# Uncertainty notation: I am unsure of how the parentheses notation works

If I have a value of $$5.868709...×10^{−7}$$, and an uncertainty of $$7.88431...×10^{−12}$$, is it correct to write this as $$5.86871(8)×10^{−7}$$ or $$5.8687(8)×10^{−7}$$?

A problem I have with the first is the values used to calculate the $$5.868709...×10^{−7}$$ were to five significant figures, so is it wrong for me to have six significant figures in my answer?

In the first place, I would write

$$5.868\,709\cdots×10^{−7} \pm 7.884\,31\cdots×10^{−12}$$

$$(5.868\,709 \pm 0.000\,078\,8431 )×10^{−7}$$

with (a) grouped digits, (b) a common exponent, and (c) no ellipses. Next I would start removing “insignificant” digits.

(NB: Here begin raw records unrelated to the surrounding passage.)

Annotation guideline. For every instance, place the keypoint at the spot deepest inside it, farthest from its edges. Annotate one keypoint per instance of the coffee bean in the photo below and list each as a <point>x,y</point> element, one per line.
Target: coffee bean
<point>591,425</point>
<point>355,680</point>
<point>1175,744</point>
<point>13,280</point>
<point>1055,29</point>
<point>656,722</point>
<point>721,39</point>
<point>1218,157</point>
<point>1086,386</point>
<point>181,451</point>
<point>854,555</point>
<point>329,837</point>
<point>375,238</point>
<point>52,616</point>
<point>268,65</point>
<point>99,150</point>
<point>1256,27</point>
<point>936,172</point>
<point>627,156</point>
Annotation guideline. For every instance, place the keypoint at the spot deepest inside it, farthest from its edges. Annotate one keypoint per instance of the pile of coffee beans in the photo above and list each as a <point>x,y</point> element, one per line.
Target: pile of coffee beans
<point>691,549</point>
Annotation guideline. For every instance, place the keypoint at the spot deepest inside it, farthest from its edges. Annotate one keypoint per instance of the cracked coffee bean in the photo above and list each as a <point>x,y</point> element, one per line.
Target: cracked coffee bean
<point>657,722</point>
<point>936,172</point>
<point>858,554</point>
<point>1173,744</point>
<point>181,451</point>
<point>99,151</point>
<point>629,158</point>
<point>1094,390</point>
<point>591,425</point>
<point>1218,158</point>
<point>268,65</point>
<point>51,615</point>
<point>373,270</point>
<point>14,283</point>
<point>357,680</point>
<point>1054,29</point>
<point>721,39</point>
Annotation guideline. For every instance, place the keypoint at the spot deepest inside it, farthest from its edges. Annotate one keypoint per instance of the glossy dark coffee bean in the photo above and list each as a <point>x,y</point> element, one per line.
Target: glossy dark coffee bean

The parenthesis notation gets rid of the leading zeros in the uncertainty. You should include the uncertain digits, rather than truncating or rounding them; think of them as “guard digits” for future computations, so that you can postpone as much rounding as possible for as long as possible. So the correct notation would be one of

\begin{align} &5.868\,709(79)&{}\times10^{-7} \\ &5.868\,71(8)&{}\times10^{-7} \end{align}

depending on whether you also keep a guard digit in your uncertainty. The Particle Data Group has a useful statement (section 5.3) about how many significant figures they include in their displayed uncertainties.

Going the other way, if you see a number like $$\pi = 3.146(5)$$, that means something like $$3.141 < \pi < 3.151$$, with appropriate caveats about confidence limits. Here you can see that rounding away the uncertain digit,

$$3.146 \pm 0.005 \not\to 3.15\pm0.005$$

would erroneously exclude the correct value.

As far as having “gained” a significant figure: don’t fret about that. (Though you may be miscounting. The string $$5\,868\,709$$ has seven significant figures; moving the decimal point around using scientific notation doesn’t change that count.) The significant-figure approach is a heuristic for people who, for whatever reason, can’t or won’t keep track of uncertainties quantitatively. The usual rule is that, absent other information, the uncertainty in the least significant digit is one unit. So if you say,

“I trust $$5.868\,709$$ to five significant figures”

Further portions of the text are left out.